"Тим Паркс. Призрак Мими (Дорогая Массимина #2)" - читать интересную книгу автора

понимать, что та разновидность прекрасного, которая ему всего дороже, не
имеет ничего общего с героическим прошлым и славным климатом отчизны: его
совсем не привлекали ни батальные полотна, запечатлевшие подвиги
Веллингтона, ни этюды облаков Констебля, ни морские пейзажи Тернера. Нет,
настоящий его идеал - Италия.
Окончательно он это осознал, разглядывая простенький триптих Чеспо ди
Гарофано, изображавший Мадонну в окружении двух святых, Цецилии и
Валериана. Осанка у всех троих была безукоризненной осанкой, но выглядели
они при этом расслабленными и веселыми. И одеты были великолепно, хотя и
без пуританской роскоши жестких корсетов и рюшей - для английской знати
достойный вид был чем-то вроде добровольной пытки. Нет, эти итальянцы с
удовольствием носили свои одежды - мягкие накидки голубого и алого цвета,
сверкающие броши, изящные сандалии. А сколько страсти таили в себе глаза и
губы! Пожалуй, в Мадонне этой скрытой страсти было не меньше, чем у двух
других. Чувственность выражалась через формальный канон; предписанные нормы
вырастали из духа чувственности. Так Моррис впервые догадался, что грубые
плотские утехи папаши и религиозный пыл матери вовсе не обязательно должны
находиться в непримиримом противоречии.
Кроме того, святой Валериан определенно напоминал внешне самого
Морриса, только волосы были не светлые, а темные.

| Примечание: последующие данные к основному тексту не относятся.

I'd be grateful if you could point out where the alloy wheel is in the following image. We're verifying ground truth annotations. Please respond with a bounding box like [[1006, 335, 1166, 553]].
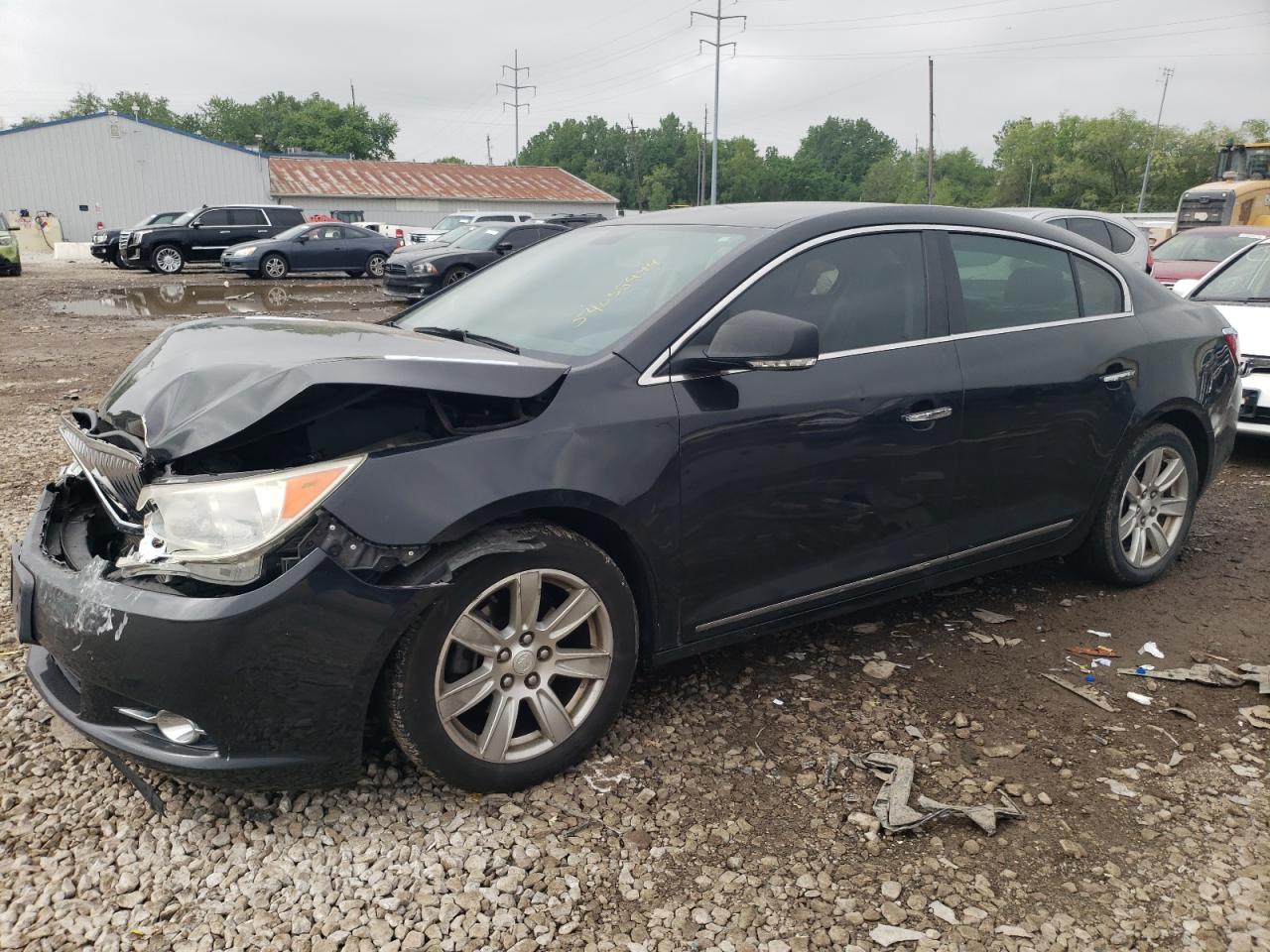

Так что, когда обстоятельства сговорились против него, - иначе не
скажешь, поскольку пришлось убираться из Кембриджа - Моррис, естественно,
направил стопы в Италию.
- Скажите, вам когда-нибудь случалось находить на картинах сходство с
вашими знакомыми? - спросил он у Форбса, во второй раз объезжая
Пьяцца-делла-Либерта.
Как обычно в этой сумбурной стране, найти место для стоянки оказалось
невозможно. Забиты были и все тротуары, и середина площади, несколько машин
даже приткнулись вплотную к автобусным остановкам. Но Моррис не собирался
нарушать правила. Где-нибудь отыщется наконец паркинг, за который он
заплатит с чувством выполненного долга.
- Что вы имеете в виду? - удивился тот.
- Ну, картина может напомнить вам человека, - которого вы хорошо
знаете, который вам дорог.
- То есть портретное сходство?
- Вот именно, - ради поддержания беседы Моррису пришлось примириться с
подобным извращением смысла своих слов, признать его не стоящим внимания
пустяком.
- Это определенно не мой профиль в искусствоведении.
- Понимаю, совершенно с вами согласен. Ну, а просто из любопытства не
искали знакомые лица на картинах? Жену, например?
- Нет, - отрезал Форбс. - Не находил и не искал никогда.
Моррис промолчал, обшаривая глазами наглухо забитые тротуары - асфальт
двадцатого века под стенами изысканных палаццо эпохи Возрождения. Форбс не
сводил с него пристального взгляда небольшими зеленоватых глаз. Тут
зазвонил телефон.
Моррис был настолько поглощен красотой своих умозрительных построений
и заботами о стоянке, что чуть не поднял трубку, но спохватился, вспомнив,
что говорил Паоле о встрече с заказчиком в десять тридцать. Сейчас было уже
десять минут одиннадцатого. Не такой он лопух, чтоб попадаться на мелочах.